Marhaenist.id – Sejak 25 Agustus 2025, rangkaian demonstrasi yang marak di berbagai kota punya satu tuntutan yang cukup ekstrem yaitu #BubarkanDPR.
Kenapa sampai muncul tuntutan seperti itu?
Awalnya dipicu oleh kekecewaan rakyat atas kenaikan tunjangan DPR di tengah kondisi ekonomi rakyat yang sulit.
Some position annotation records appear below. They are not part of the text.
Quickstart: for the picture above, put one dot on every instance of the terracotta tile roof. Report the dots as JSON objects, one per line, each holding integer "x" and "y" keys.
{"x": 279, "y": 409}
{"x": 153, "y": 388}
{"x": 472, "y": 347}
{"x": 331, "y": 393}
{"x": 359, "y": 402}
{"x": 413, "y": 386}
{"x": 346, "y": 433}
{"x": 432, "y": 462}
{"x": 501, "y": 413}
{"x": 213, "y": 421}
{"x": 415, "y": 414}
Situasi makin panas ketika beberapa anggota DPR menanggapi isu ini dengan gaya komunikasi yang dianggap nir-empati.
Contohnya, Wakil Ketua Komisi III DPR dari Fraksi NasDem (yang kini sudah dinonaktifkan), Ahmad Sahroni, menyebut orang-orang yang menyerukan pembubaran DPR sebagai “orang tolol sedunia”. Ada juga anggota Komisi IX DPR dari NasDem, Nafa Urbach, yang beralasan bahwa anggota DPR layak menerima tunjangan rumah puluhan juta rupiah per bulan hanya karena dirinya sering terjebak macet dari rumah di Bintaro ke Senayan.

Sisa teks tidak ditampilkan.